MOYE, District Judge.
This Federal employee reverse employment discrimination action, arising under the Fifth Amendment to the Constitution of the United States and the 1866 and 1964 Civil Rights Acts, 42 U.S.C. Secs. 1981 and 2000e et seq., is before the Court on application for preliminary injunction[1] pending exhaustion of administrative remedies.[2] Jurisdiction is invoked pursuant to 28 U.S.C. Secs. 1331, 1343(4), 2201, and 2202, as well as 42 U.S.C. Sec. 2000e-5(g).
Plaintiff, a white career Department of Labor employee (GS-13), alleges race and national origin discrimination in the denial of his application for Area Director, Wage and Hour Division, positions vacant in Atlanta and Miami. At this time, plaintiff seeks no decision by this Court on the merits of his claim; but rather asks the Court to enjoin defendant from filling the Atlanta position on a permanent basis in order to preserve that vacancy[3] for plaintiff to *792 fill if he ultimately prevails on his claim, either before the administrative agency or this Court. The matter came on for hearing on plaintiff's application for preliminary injunction on December 10, 1974.
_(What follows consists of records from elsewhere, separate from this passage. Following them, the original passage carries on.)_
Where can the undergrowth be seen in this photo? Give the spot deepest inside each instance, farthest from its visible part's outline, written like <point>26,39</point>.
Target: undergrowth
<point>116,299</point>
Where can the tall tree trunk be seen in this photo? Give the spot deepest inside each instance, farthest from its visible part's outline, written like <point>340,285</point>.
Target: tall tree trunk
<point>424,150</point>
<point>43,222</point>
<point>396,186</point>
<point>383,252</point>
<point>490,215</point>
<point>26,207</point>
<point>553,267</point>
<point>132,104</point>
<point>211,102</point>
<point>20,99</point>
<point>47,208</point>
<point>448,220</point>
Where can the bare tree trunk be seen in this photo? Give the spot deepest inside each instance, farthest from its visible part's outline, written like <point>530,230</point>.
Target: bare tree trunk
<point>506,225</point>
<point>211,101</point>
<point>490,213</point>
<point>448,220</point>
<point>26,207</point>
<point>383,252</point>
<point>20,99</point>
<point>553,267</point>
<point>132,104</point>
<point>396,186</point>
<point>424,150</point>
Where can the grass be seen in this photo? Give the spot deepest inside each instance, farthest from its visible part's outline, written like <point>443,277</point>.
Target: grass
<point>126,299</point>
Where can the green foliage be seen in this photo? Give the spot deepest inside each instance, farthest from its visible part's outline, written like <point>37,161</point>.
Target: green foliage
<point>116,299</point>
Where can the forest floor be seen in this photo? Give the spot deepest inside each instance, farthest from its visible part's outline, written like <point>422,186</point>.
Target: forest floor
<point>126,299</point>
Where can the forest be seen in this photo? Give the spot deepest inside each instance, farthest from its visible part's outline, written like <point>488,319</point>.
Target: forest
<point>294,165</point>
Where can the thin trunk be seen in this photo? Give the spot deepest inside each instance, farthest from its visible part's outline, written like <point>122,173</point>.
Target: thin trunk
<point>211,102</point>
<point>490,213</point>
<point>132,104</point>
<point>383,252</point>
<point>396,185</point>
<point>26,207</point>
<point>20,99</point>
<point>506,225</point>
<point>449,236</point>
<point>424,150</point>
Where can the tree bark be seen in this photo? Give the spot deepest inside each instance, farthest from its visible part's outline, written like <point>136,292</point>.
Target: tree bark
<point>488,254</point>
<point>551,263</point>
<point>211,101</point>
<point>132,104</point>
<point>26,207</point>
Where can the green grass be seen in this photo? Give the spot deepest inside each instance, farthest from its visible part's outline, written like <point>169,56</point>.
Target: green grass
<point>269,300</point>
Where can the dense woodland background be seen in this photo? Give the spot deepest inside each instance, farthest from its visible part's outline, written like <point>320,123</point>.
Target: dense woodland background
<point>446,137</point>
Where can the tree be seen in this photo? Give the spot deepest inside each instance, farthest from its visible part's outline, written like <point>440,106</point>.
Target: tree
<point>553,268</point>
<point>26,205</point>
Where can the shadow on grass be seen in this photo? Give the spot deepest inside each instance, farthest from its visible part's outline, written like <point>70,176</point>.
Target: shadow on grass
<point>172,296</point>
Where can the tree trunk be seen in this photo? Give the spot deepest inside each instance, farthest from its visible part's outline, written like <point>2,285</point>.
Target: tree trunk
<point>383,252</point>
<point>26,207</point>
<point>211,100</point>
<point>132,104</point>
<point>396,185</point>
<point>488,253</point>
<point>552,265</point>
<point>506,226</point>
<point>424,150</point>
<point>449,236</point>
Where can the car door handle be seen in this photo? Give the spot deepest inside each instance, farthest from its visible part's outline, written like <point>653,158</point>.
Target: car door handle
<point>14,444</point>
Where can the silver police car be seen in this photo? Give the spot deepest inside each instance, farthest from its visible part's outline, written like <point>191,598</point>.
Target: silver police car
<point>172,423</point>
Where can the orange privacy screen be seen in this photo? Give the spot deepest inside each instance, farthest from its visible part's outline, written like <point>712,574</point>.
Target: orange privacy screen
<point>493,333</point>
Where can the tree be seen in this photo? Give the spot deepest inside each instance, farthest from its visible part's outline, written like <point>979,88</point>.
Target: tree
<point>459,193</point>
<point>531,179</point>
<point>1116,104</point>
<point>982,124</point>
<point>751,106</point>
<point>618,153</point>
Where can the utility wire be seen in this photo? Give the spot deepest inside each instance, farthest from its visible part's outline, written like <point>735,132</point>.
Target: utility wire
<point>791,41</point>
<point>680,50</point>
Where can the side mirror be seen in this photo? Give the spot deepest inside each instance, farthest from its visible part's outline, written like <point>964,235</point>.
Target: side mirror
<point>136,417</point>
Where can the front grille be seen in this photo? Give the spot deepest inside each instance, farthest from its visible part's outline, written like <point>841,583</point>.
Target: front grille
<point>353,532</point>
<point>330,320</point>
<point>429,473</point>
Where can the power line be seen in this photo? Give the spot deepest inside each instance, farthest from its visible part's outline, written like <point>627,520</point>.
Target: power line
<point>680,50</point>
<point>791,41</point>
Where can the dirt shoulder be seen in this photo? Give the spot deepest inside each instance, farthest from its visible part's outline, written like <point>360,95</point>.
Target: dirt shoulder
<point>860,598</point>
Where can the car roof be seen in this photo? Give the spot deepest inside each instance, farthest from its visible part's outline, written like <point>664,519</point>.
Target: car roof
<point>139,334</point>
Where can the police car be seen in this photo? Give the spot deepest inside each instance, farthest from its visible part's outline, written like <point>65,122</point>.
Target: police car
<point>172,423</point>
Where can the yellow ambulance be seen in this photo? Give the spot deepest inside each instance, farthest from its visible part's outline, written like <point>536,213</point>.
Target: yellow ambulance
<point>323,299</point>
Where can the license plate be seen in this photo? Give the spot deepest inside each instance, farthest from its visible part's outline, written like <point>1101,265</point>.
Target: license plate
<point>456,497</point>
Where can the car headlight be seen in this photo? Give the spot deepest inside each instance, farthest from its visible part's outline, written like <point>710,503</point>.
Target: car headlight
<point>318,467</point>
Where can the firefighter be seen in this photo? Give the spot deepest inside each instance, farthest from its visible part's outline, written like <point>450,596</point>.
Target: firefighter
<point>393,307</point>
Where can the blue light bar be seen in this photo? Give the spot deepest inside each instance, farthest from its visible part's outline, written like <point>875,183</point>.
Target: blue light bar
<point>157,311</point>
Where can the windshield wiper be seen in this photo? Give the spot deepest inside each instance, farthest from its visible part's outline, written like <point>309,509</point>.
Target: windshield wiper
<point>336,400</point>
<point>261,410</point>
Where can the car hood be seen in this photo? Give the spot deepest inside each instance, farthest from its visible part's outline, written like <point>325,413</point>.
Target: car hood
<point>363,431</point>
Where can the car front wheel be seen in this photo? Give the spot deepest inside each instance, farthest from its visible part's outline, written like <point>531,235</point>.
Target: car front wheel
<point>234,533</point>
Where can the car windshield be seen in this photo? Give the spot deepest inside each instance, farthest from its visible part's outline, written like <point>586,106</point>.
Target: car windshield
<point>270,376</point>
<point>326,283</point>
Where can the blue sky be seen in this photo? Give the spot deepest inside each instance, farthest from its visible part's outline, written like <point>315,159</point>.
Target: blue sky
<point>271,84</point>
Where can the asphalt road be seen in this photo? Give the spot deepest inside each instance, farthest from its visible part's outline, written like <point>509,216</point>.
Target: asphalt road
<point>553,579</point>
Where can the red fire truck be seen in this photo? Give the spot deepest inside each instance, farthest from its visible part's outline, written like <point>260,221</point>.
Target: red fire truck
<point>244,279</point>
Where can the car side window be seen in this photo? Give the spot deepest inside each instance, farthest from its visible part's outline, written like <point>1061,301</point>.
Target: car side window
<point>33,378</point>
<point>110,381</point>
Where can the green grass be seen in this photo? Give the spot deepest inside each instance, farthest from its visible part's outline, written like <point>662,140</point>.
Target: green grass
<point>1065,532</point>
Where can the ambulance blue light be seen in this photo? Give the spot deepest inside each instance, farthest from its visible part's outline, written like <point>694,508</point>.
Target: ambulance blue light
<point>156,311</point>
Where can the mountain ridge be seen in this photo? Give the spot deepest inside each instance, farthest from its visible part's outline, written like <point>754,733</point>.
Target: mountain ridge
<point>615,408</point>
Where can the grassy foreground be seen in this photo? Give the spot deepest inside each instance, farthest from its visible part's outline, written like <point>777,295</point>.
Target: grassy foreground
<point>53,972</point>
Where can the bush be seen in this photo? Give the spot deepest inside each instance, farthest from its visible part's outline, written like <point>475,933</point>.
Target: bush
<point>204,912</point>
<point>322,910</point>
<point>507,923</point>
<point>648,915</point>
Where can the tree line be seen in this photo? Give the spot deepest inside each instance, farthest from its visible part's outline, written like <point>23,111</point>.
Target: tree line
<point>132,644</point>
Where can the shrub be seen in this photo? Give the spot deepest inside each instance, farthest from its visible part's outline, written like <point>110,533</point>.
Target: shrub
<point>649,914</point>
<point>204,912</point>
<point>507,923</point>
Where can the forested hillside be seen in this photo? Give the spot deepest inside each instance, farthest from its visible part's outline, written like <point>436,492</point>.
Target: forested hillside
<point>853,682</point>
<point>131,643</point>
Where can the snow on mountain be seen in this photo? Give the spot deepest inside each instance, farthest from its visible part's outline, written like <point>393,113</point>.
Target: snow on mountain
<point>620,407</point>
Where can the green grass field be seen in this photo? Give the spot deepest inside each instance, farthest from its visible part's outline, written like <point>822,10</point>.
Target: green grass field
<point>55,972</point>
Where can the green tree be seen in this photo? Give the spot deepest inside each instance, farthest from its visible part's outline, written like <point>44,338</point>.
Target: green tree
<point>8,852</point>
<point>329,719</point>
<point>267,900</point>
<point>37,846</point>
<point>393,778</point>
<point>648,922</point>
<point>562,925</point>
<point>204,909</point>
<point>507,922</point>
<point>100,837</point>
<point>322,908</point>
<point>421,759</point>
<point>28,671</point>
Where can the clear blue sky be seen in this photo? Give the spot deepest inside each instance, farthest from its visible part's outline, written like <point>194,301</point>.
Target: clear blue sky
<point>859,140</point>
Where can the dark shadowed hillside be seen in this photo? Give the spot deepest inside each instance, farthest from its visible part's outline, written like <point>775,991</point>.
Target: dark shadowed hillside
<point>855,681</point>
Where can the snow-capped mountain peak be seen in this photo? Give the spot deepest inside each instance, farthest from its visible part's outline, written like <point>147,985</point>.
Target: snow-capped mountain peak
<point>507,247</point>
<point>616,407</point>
1. Plaintiff was an applicant for bulletined Wage and Hour Division Area Directorship vacancies in Miami, Florida, and Atlanta, Georgia. He alleges that he was the Merit Staffing Panel selection first for the Miami position and later for the Atlanta job, but that he was denied each of these advancement opportunities on the basis of "command influence," viz., direction from Washington, D.C. headquarters of the U.S. Department of Labor that a Spanish-American be appointed to the Miami position and a black be appointed to the Atlanta office.
2. The announcement of vacancy filling to which plaintiff has objected was made on November 13, 1974. (Exhibit "A" to Complaint.) Plaintiff thereupon filed concurrently a charge of discrimination and a grievance (Exhibits "B" and "C" to Complaint). In the former, plaintiff alleged race and national origin discrimination; in the latter, he alleged violation of the Merit Staffing procedural regulations. In both, he asked that no permanent appointment be made until he could obtain a decision on the merits of his reverse discrimination charge.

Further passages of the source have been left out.